General Discussion
In reply to the discussion: Amanda Knox will again go before an Italian court [View all]DanTex
(20,709 posts)Some final thoughts.
First, I don't have any certainty at all that she's guilty, just my relatively uninformed opinion. I could very easily be totally wrong. However, as I posted upthread, I've read accounts of the case by informed and impartial observers, and the closest I could find to a consensus is that the case is pretty strong. For example, Alan Dershowitz (who I don't like, but he sure knows his criminal law) has stated that with the same evidence, in the US she would almost certainly have been found guilty. Some American journalists posted in Italy have made similar statements. These are the closest I could find to some middle ground between the mainstream US press, and the mainstream UK/Italy press.
As far as the court case and extradition. First, if the case is as weak as you are saying, I think there's a good chance that the Italian Supreme Court will find her innocent. That will avoid all this.

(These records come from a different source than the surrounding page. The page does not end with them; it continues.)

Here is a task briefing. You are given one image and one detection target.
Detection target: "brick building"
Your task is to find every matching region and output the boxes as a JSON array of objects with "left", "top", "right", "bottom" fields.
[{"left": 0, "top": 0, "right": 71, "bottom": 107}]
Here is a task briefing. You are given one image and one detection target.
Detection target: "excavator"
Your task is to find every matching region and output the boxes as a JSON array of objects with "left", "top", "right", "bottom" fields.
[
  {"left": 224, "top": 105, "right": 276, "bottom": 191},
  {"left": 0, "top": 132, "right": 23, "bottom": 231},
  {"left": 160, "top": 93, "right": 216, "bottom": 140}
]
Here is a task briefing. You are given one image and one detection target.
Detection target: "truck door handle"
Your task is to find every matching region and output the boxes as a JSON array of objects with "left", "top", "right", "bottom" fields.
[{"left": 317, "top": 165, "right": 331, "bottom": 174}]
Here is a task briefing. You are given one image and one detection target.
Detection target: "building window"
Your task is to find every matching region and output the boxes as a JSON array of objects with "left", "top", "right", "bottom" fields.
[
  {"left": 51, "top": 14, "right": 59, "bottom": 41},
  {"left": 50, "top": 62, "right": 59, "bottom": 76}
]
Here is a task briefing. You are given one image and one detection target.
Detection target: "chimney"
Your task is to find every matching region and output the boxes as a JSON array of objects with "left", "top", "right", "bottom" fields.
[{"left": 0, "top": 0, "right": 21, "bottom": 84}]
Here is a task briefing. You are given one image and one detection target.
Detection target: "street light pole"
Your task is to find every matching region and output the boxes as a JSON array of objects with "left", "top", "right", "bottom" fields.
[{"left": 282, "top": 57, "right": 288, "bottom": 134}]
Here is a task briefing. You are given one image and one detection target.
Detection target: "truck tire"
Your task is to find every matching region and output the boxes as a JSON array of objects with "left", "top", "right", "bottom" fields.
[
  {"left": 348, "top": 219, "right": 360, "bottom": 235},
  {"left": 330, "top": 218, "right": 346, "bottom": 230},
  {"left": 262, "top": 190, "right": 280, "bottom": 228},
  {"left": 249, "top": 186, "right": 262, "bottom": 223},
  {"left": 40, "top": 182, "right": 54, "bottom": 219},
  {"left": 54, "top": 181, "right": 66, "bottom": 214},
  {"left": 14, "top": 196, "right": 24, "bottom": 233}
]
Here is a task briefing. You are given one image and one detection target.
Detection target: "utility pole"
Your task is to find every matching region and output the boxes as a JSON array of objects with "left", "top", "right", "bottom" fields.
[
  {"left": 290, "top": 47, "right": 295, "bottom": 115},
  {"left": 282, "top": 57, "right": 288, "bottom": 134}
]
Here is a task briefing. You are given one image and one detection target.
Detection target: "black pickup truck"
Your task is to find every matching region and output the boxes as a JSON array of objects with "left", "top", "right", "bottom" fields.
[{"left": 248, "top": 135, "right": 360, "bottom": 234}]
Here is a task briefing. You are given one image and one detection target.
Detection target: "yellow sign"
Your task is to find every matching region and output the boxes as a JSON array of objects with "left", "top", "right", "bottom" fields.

But if not, the only prediction I would make is that any extradition or non-extradition will not be based on justice, but on politics. I don't believe that there are any grounds to deny extradition based on the judicial proceedings. If this weren't a high-profile case, there would be no question about extradition. If Italy doesn't ask for extradition, it will be because they don't want to have an international incident. If they do and the US denies it, it will be for political reasons. Either way, it will be a PR victory, not a legal one.
One last thing. What this case reminds of, more than anything else, is (oddly) the Lance Armstrong case. There again, the entire US media and public were sure that he was being unfairly attacked, that it was a rogue prosecutor, that the system was a kangaroo court, that it was anti-Americanism and jealousy from Europeans, that there was "no evidence", etc. I remember this because I tried to discuss this, both on and off DU, before the latest report came out.
On the other hand, within the cycling community, it is not an exaggeration to say that 95% of what came out of the USADA report had been common knowledge for many years. I'm not even "in the community", and even I knew about it. Nothing in the report surprised me, I could almost have written it. I remember telling people, well before the report, not only is Armstrong a doper, he is a leader of it, he forced other people to dope or leave the team, he had the best doping doctor on contract, and his whole success is due to having the best organized doping program.
And then, when it came out, there was this spectacle of the whole media acting shocked, even though if even one American journalist had had the guts to go against the mainstream (and expose him/herself to the wrath of the Armstrong PR/legal machine) and do a little digging, they would have known all this.
With the Knox case, again, there are all the same charges, the same discrepancy between US and foreign media, the same eerie certainty in the US this is all about nothing, the same PR offensive, when certain credible voices like Dershowitz and others tell a very different story. It rings a bell for me.